The castle has been described as "the best preserved Norman keep in England."

==Filming and photography==
Hedingham Castle was the location for episode 2 of The Landscape of Man aired on Channel 4 in 2010, in which the castle grounds and gardens, which had been left to become a wilderness throughout the 20th century, were restored.

The castle has also been a location for the feature film The Reckoning (2004) and for the BBC series Ivanhoe (1997).

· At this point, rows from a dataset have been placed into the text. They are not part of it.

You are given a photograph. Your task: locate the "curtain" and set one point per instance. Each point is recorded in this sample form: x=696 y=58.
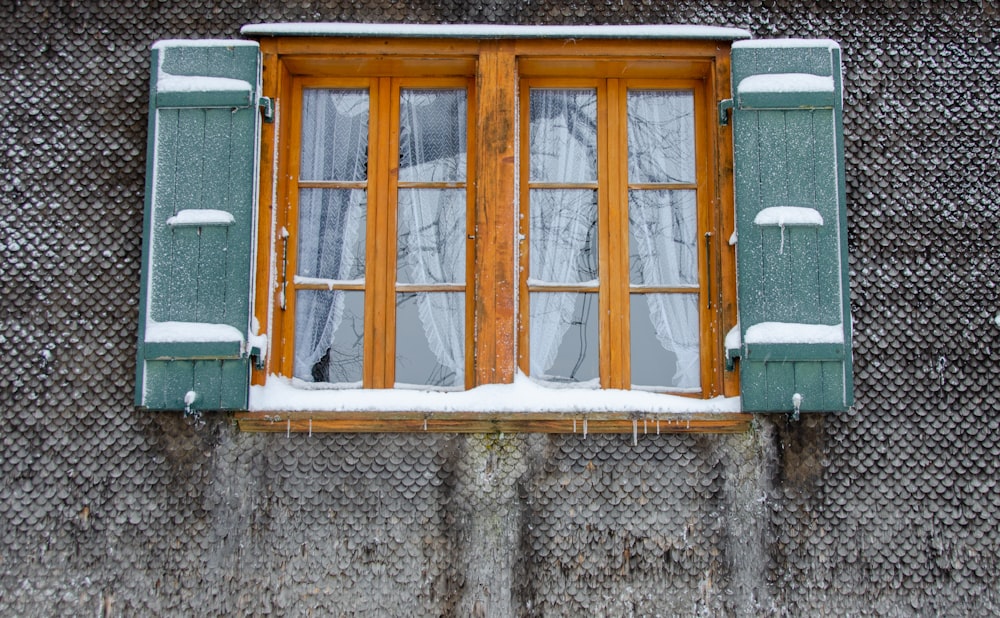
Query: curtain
x=331 y=226
x=563 y=222
x=664 y=223
x=431 y=222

In 2001, British pop group Steps filmed part of the music video (which was largely animated) for their single, "Words Are Not Enough" inside the castle.

The documentaries Made in Britain (2005) with Fred Dibnah, The Shakespeare Theory (2013) with Derek Jacobi and A History of Britain with Simon Schama have used Hedingham Castle as a location.

The castle also appeared in a 1997 photo-shoot for Vanity Fair featuring Alexander McQueen and Isabella Blow; the photograph can be seen hanging in the National Portrait Gallery, London.

The castle serves as the location of John Cleese's The Dinosaur Hour on GB News.